Le numéro 62 de la revue « Azimuts | Design Art Recherche » est porté par l’équipe de recherche « Laboratoire d’expérimentation des modernités » de l’École supérieure d’art et design de Saint-Étienne, composante de l’Unité de Recherche Design & Création de l’Esadse, soutenue par la Direction générale de la création artistique du ministère de la Culture.

Thématique

Pour une part, le faux est le cauchemar du visuel.
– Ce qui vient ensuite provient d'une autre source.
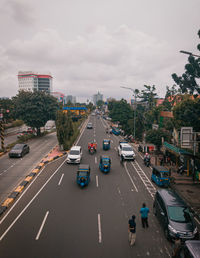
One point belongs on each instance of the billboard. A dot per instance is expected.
(187, 137)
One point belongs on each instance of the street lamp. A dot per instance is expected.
(134, 94)
(188, 53)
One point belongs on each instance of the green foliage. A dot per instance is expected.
(188, 81)
(35, 108)
(100, 103)
(186, 113)
(64, 127)
(7, 107)
(155, 137)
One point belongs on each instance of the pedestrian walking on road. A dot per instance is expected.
(132, 231)
(144, 215)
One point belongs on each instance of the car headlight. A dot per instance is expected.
(173, 230)
(195, 231)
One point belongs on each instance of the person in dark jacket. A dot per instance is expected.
(132, 230)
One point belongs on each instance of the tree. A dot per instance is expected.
(155, 137)
(188, 81)
(186, 113)
(35, 108)
(64, 127)
(7, 107)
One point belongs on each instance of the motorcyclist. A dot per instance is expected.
(147, 158)
(92, 145)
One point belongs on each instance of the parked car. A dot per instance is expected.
(89, 126)
(74, 155)
(125, 151)
(191, 249)
(174, 216)
(19, 150)
(19, 134)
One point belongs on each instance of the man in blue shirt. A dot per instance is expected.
(144, 215)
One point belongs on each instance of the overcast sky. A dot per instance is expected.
(97, 45)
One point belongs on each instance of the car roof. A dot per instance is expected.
(171, 198)
(75, 148)
(194, 247)
(123, 144)
(83, 167)
(161, 168)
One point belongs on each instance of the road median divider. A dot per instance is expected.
(54, 154)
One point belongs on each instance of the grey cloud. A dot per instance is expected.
(21, 11)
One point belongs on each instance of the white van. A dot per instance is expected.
(74, 155)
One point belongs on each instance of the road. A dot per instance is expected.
(54, 218)
(13, 171)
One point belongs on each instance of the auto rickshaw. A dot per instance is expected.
(92, 147)
(104, 164)
(106, 144)
(161, 176)
(115, 131)
(83, 175)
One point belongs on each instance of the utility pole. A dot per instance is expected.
(2, 130)
(135, 104)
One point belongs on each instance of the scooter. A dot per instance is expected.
(181, 169)
(147, 162)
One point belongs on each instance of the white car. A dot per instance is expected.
(74, 155)
(125, 151)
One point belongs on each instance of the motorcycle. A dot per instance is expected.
(147, 162)
(181, 169)
(92, 150)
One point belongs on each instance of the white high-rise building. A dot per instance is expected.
(97, 97)
(30, 81)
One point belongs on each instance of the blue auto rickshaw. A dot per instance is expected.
(104, 164)
(161, 176)
(83, 175)
(106, 144)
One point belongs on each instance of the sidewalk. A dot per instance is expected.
(188, 190)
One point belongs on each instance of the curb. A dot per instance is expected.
(20, 188)
(181, 195)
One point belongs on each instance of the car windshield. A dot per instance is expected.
(164, 174)
(179, 214)
(74, 152)
(127, 148)
(82, 173)
(17, 147)
(105, 161)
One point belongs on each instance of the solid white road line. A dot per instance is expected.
(97, 181)
(42, 225)
(99, 228)
(130, 177)
(61, 179)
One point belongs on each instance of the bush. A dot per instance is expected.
(14, 124)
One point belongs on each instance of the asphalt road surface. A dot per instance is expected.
(13, 171)
(54, 218)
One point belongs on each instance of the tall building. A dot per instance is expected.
(97, 97)
(30, 81)
(60, 96)
(70, 98)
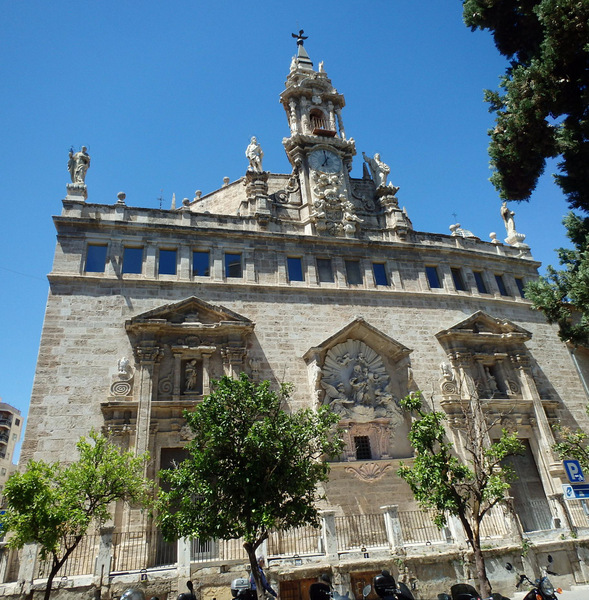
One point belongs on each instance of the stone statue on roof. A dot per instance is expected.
(378, 169)
(254, 154)
(78, 164)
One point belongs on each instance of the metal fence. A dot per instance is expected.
(493, 524)
(361, 531)
(418, 527)
(80, 562)
(134, 551)
(303, 541)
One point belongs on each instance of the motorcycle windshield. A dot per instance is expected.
(405, 592)
(464, 591)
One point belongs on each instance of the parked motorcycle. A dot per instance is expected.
(465, 591)
(242, 589)
(387, 588)
(542, 588)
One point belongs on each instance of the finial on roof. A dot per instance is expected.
(302, 59)
(300, 37)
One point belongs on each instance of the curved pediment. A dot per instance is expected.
(189, 314)
(480, 328)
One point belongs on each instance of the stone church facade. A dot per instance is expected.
(319, 279)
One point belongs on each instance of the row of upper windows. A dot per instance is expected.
(233, 265)
(133, 260)
(434, 281)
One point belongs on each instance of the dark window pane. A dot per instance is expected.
(481, 287)
(380, 274)
(458, 279)
(233, 265)
(432, 277)
(362, 443)
(501, 285)
(353, 273)
(295, 269)
(167, 264)
(200, 264)
(132, 260)
(95, 258)
(324, 270)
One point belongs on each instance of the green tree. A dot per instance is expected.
(54, 505)
(563, 295)
(466, 488)
(252, 467)
(542, 109)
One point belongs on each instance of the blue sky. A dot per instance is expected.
(166, 96)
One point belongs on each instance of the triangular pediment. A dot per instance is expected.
(480, 325)
(360, 330)
(189, 314)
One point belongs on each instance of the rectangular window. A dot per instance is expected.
(501, 285)
(380, 274)
(458, 279)
(233, 265)
(353, 273)
(324, 270)
(478, 277)
(432, 277)
(295, 269)
(132, 260)
(363, 451)
(168, 261)
(95, 258)
(200, 264)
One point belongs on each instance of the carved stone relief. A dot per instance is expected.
(357, 385)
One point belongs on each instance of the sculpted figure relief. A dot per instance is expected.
(254, 155)
(78, 164)
(356, 383)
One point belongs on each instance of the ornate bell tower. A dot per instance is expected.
(317, 148)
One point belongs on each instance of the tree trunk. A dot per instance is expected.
(255, 571)
(479, 560)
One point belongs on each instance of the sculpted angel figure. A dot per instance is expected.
(78, 164)
(378, 168)
(254, 154)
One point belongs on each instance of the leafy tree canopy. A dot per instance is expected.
(445, 482)
(563, 295)
(54, 505)
(542, 108)
(252, 466)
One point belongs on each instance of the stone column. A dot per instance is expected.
(392, 525)
(148, 356)
(183, 566)
(329, 535)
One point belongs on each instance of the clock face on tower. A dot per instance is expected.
(325, 161)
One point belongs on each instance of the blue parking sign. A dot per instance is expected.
(574, 471)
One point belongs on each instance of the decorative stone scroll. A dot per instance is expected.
(122, 385)
(356, 383)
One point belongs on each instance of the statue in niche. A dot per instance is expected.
(357, 385)
(379, 170)
(191, 376)
(508, 218)
(254, 155)
(78, 164)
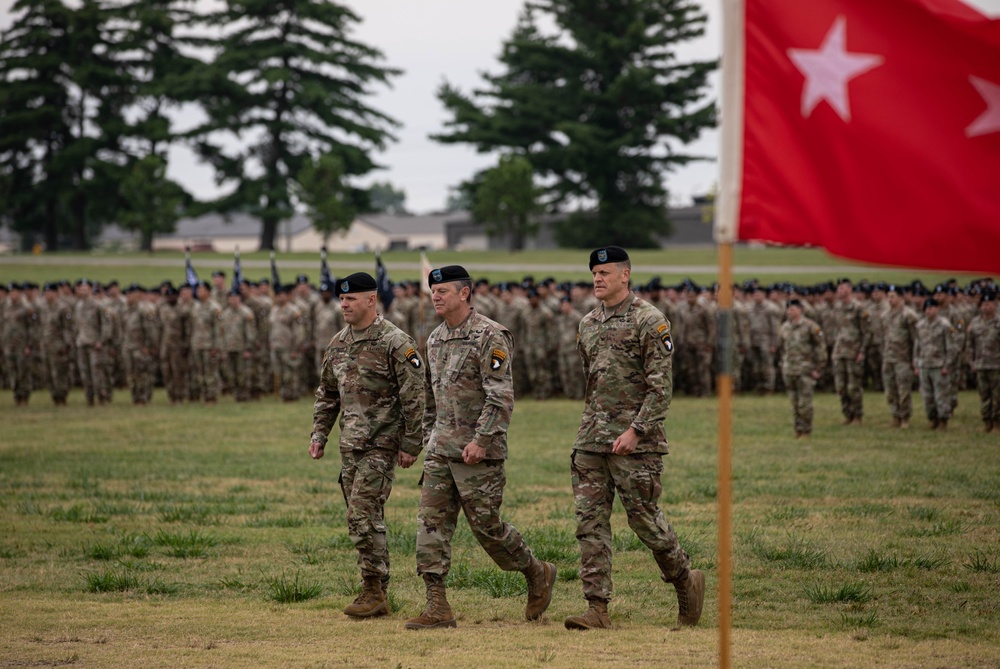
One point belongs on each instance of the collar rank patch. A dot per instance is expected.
(664, 333)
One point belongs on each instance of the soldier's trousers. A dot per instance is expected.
(450, 486)
(897, 379)
(636, 478)
(935, 388)
(93, 373)
(366, 480)
(139, 375)
(988, 383)
(847, 377)
(57, 372)
(800, 389)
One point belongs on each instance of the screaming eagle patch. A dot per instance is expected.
(663, 332)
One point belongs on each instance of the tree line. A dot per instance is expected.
(585, 114)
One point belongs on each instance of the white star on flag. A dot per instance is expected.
(829, 69)
(989, 120)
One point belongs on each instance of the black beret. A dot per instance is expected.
(359, 282)
(606, 255)
(447, 275)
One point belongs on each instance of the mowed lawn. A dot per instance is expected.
(206, 537)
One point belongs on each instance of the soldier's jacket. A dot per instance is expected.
(468, 388)
(237, 329)
(140, 329)
(205, 317)
(899, 329)
(852, 323)
(94, 325)
(803, 347)
(765, 321)
(627, 365)
(19, 326)
(374, 380)
(984, 342)
(287, 328)
(937, 343)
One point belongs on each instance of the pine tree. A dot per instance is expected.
(597, 107)
(289, 84)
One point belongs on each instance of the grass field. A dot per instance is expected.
(193, 537)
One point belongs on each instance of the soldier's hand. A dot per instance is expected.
(316, 450)
(626, 443)
(473, 453)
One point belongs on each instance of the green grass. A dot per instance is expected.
(173, 533)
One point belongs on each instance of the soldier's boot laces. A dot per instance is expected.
(595, 618)
(541, 577)
(371, 602)
(437, 613)
(690, 598)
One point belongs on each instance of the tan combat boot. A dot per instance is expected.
(371, 602)
(437, 613)
(690, 598)
(596, 617)
(541, 577)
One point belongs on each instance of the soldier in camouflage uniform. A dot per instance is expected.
(852, 326)
(469, 398)
(899, 332)
(288, 343)
(19, 334)
(935, 354)
(238, 340)
(372, 377)
(626, 350)
(803, 356)
(57, 343)
(140, 336)
(984, 343)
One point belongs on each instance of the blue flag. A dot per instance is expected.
(190, 277)
(384, 284)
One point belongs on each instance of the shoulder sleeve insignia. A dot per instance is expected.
(412, 357)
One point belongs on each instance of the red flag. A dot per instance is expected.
(869, 127)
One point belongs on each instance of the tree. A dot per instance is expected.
(506, 198)
(329, 202)
(287, 84)
(153, 203)
(596, 107)
(386, 199)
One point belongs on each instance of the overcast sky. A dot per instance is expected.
(456, 40)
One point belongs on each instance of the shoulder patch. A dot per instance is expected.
(497, 359)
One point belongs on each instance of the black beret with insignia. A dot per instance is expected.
(447, 275)
(359, 282)
(606, 255)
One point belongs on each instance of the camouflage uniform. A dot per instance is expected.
(935, 354)
(852, 325)
(899, 327)
(373, 379)
(469, 395)
(140, 333)
(803, 351)
(205, 340)
(627, 367)
(238, 338)
(984, 343)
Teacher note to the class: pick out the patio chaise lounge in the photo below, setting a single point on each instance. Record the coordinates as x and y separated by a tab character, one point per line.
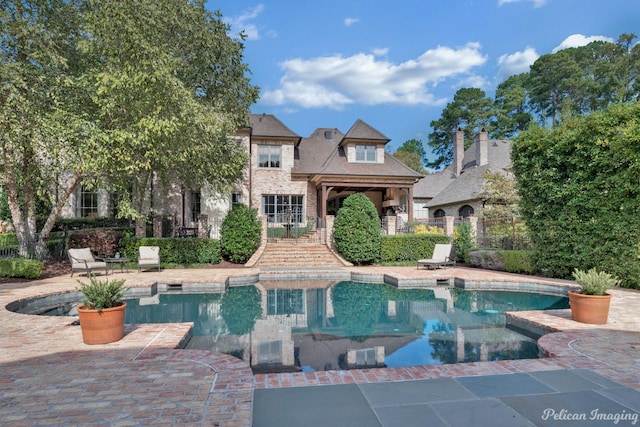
441	257
149	256
83	260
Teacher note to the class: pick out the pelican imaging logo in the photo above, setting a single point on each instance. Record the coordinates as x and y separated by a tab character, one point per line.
595	415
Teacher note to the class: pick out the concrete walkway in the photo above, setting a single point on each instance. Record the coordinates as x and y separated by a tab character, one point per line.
49	377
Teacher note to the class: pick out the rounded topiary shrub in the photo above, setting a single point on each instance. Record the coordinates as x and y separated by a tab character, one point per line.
240	234
356	231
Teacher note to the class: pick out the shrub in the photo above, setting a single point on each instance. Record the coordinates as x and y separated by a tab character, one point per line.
463	241
356	230
427	229
175	250
580	197
104	243
101	294
240	234
409	247
518	262
18	267
594	282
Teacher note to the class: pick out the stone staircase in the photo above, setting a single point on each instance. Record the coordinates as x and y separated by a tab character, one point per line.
300	253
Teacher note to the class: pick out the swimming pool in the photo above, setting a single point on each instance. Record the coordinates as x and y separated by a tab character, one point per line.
278	327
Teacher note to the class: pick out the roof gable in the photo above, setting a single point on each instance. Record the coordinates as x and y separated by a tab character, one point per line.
268	125
362	131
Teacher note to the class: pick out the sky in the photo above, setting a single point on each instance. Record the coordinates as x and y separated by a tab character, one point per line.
396	64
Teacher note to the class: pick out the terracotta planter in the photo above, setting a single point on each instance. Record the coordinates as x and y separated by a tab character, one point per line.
102	326
593	309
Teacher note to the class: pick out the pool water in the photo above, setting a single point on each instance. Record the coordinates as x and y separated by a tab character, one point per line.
349	324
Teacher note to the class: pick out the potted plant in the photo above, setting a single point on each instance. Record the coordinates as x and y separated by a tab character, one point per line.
591	303
102	312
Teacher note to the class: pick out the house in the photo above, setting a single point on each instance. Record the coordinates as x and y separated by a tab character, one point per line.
457	190
288	179
312	176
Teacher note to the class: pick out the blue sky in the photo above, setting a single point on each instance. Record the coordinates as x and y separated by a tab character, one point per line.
396	64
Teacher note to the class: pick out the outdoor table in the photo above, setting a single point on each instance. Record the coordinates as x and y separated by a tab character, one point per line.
114	261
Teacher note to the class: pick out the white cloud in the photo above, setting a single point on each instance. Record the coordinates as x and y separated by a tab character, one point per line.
336	81
536	3
240	24
380	51
577	40
516	63
350	21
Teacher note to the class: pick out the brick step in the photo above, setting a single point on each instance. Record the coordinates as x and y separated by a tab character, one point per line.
286	254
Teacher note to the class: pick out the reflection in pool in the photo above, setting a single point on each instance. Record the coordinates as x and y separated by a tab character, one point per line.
349	324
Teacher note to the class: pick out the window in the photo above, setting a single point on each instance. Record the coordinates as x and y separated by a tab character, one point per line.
365	153
269	156
420	210
269	352
439	214
87	203
195	205
276	207
285	301
236	198
465	211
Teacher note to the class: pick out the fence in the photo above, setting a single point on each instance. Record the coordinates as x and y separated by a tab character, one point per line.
282	226
499	233
503	233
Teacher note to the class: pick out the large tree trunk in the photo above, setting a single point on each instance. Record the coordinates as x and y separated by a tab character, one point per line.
31	243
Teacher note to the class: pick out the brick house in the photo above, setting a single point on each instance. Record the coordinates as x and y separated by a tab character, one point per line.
305	178
457	190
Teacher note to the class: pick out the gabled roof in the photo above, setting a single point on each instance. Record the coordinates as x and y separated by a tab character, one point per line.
322	154
267	125
444	188
364	132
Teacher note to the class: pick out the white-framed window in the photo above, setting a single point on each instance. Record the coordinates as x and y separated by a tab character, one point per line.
269	156
366	153
277	207
420	210
269	352
236	198
87	203
196	205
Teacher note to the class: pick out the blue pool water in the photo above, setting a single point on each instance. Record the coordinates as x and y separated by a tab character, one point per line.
349	325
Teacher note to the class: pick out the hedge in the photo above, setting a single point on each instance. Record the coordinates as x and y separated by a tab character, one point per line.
175	250
409	247
18	267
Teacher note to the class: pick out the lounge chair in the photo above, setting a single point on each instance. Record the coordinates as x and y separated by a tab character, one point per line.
441	257
149	256
82	260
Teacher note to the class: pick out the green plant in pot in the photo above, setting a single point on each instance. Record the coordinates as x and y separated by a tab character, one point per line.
102	312
591	303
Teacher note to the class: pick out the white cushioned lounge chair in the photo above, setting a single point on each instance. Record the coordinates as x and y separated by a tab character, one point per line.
441	257
148	257
82	260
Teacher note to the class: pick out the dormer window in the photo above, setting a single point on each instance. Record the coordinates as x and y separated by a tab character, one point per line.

Que ce soit en philosophie, en art, en droit, en épistémologie, la catégorie du faux regroupe tout ce qui est inadmissible : la simple erreur qu’il convient d’identifier puis de corriger, mais aussi la tromperie délibérée, l’imposture, le mensonge… Si, depuis Platon, le vrai est associé au bien et au beau, alors le faux serait corollaire du mal et de la laideur. La mimesis porte donc, comme un ineffaçable péché originel, la marque de l’illusion, de la corruption et de l’infériorité par rapport à un modèle idéel.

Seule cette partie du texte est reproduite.